What do you get when you take Jabra’s tech and stuff it into an even smaller package? We take Jabra‘s latest elite wireless sports earbuds and give ’em a go.
Jabra is honestly no stranger to making wireless goods, especially those which are geared to the sporty sort. One of their latest wireless offerings is the Jabra Elite Sport, a pair of earphones designed to be low profile and with a snug fit for the days when you hit the gym; especially since it’s capable of being your own personal trainer that can keep track of your reps.
The Jabra Elite Sport doesn’t seem to be all much out of the box. A pair of relatively tiny things, they fit in your ear with the help of some foam or silicon earbuds and a bunch of eargels for that proper fit. Speaking of earbuds, out of the box you will get three pairs of foam and silicon earbuds each, with three sizes of eargels. The units themselves are water resistant and covered with a rubberised coating, so you don’t have to worry about them flying off when they get inevitably drenched in sweat.
The left side earbud houses the volume controls while the right side has the power button as well as the function button you need to operate the Jabra Sport app, but more on that later.
The Elite Sport also comes with a nifty little hard carrying case that also doubles as a charging case. This is pretty similar in concept to that of Samsung’s IconX earbuds that were released in the latter half of last year, but with somewhat larger size. The case also doubles as the charging cradle for the earbuds, so you might want to make sure you never lose them.

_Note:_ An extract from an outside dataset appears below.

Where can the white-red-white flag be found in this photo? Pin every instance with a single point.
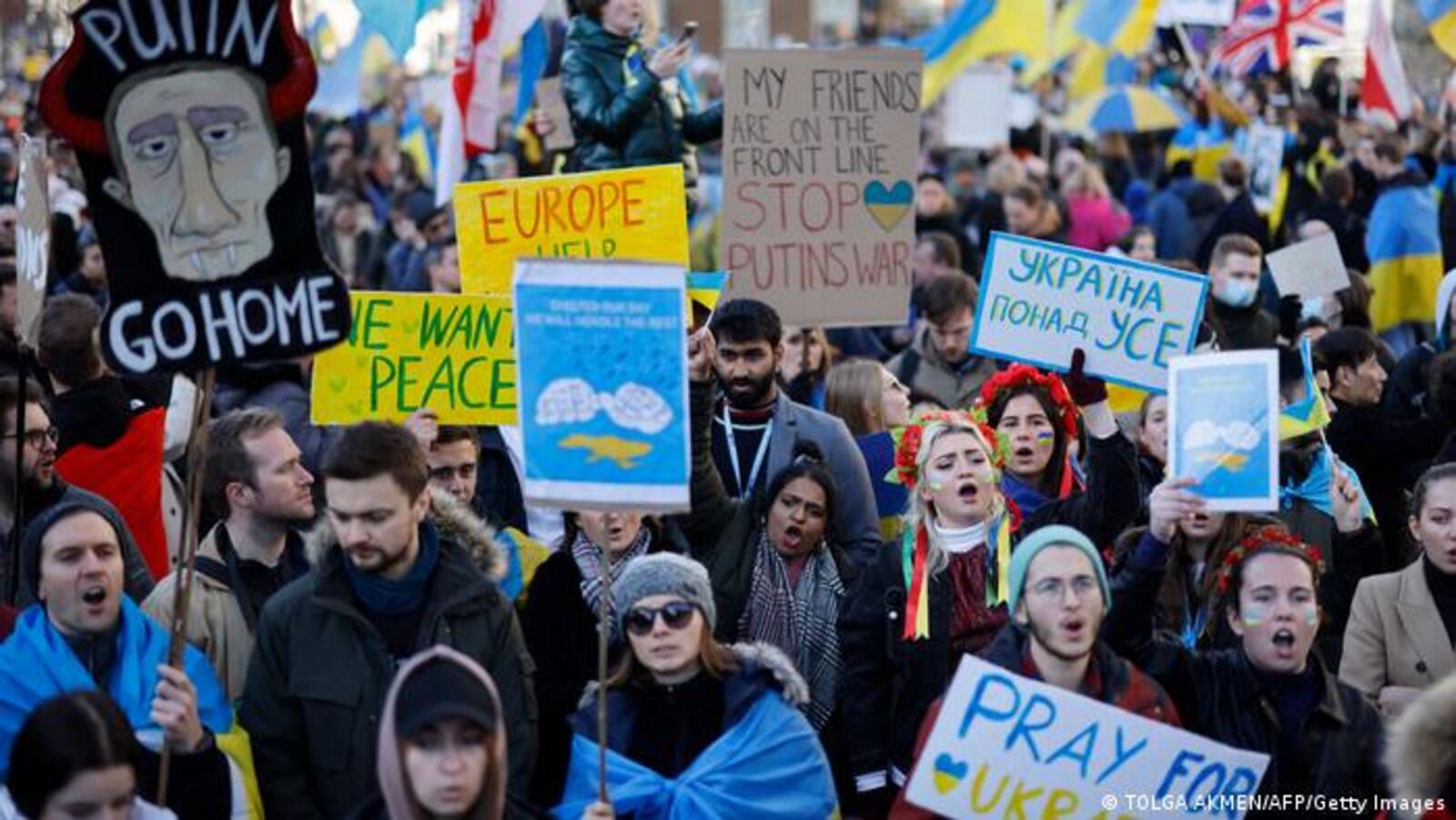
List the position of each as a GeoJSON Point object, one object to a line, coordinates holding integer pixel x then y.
{"type": "Point", "coordinates": [470, 128]}
{"type": "Point", "coordinates": [1385, 95]}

As far as comfort is concerned, the Elite Sport is a bit of a hit and miss. If you’ve read some of my previous audio reviews, you probably already know that my ear canals aren’t quite the same size, and usually demands that I use different size earbuds for any in-ear earphones. In this case, however, I managed to use the same fit size of foam earbuds with no issue so I didn’t have to swap out to different sizes. That said, the headset does, in fact, do well in not falling out during more rigorous movements but you might still encounter some discomfort while wearing the earbuds for long periods of time.

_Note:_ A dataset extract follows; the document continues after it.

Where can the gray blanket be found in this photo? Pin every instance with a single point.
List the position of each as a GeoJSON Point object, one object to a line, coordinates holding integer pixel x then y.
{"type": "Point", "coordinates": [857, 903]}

Maybe this won’t be the case for everyone (each individual will have their own fit) but it’s quite nice that Jabra includes multiple sizes of earbuds as a standard for most of their products.
If you’re in it for the music, this isn’t really one for you. While the mids and highs are sort of decent, I can’t speak much for the bass. But the music quality is quite passable if you just want to ding them on for a trip to the gym, but those looking for a truly great musical experience might not find what they are looking for here.

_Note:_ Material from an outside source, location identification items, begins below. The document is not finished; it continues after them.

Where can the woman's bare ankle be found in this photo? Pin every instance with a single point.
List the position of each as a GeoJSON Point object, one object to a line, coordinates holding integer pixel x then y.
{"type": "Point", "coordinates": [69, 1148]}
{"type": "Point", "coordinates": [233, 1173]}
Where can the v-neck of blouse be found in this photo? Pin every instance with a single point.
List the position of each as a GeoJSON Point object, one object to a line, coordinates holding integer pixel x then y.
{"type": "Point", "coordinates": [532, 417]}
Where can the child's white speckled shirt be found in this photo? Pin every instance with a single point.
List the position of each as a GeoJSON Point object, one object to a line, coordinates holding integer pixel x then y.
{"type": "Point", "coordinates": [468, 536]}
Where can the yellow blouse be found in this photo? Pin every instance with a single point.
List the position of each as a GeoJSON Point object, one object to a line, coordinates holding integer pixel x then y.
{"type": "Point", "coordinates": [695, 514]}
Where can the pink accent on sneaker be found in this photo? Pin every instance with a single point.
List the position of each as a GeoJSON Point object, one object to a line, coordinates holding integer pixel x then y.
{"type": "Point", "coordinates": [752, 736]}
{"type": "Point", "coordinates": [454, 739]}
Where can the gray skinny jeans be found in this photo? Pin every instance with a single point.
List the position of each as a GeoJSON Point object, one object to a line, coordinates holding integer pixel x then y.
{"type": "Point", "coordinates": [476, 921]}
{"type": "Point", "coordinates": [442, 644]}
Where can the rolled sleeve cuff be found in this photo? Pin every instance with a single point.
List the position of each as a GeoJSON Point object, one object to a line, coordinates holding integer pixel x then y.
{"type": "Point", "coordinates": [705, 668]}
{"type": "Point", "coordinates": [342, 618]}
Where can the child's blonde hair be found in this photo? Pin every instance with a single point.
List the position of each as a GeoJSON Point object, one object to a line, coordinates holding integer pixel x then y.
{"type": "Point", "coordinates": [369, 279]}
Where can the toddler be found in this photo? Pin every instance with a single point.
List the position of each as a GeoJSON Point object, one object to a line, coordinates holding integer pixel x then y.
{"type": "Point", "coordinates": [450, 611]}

On the other hand, call quality is absolutely superb, as expected from Jabra.
This is where the Elite Sport really shines. On top of being able to coach you without having to operate from your phone, the earbuds are also able to accurately count your reps as you go along. Like many of its sporty kin, the Elite Sport keeps track of your heart rate and will log your activities and exercise while the app is running.
After your workout, the app will give a quick rundown on your statistics, like your heart rate and whether or not your exercise was strenuous (likely based on your heart rate). To activate the training run, all you need to do is to hold down the button on the right side and it will start up. No need to have your phone out and fiddle with it to get started, which I really like.
As a plus, you can still listen to your music while having the app coach you through your exercise, as the trainer will simply lower the volume of your music while it is speaking. Otherwise, it will be playing like normal so you don’t have to worry about the app dominating your entire workout and leaving you with no entertainment. Doesn’t work quite as well while doing cross training in my opinion, as you will be doing lots in short bursts so the trainer does seem somewhat disruptive if you’re trying to catch your tunes.
On their own, the earbuds can run for about 3 hours worth of continuous use, which is pretty expected for any earbuds of this sort; but the case offers an additional 6 hours of juice, so you can get about 2 extra charges out of that alone.
Given that the Jabra Elite Sport retails a good RM1259, it’s a wee bit expensive for what it can do but at least it does it well. It makes for a pretty decent workout coach, and while the music quality isn’t the very best, it’s still pretty decent everything considered. The device could use a bit more battery life but not many people will be spending over 3 hours at the gym so as long as you have the case with you, it’s a non-issue. Also, due to the size of the earbuds, it’s quite possible to accidentally lose them if you’re not careful, so you better make sure they stick to that charging case like glue.
Overall, it’s not a bad set of extremely portable earphones but if you’re on a budget, one of its more affordable siblings might be up your alley.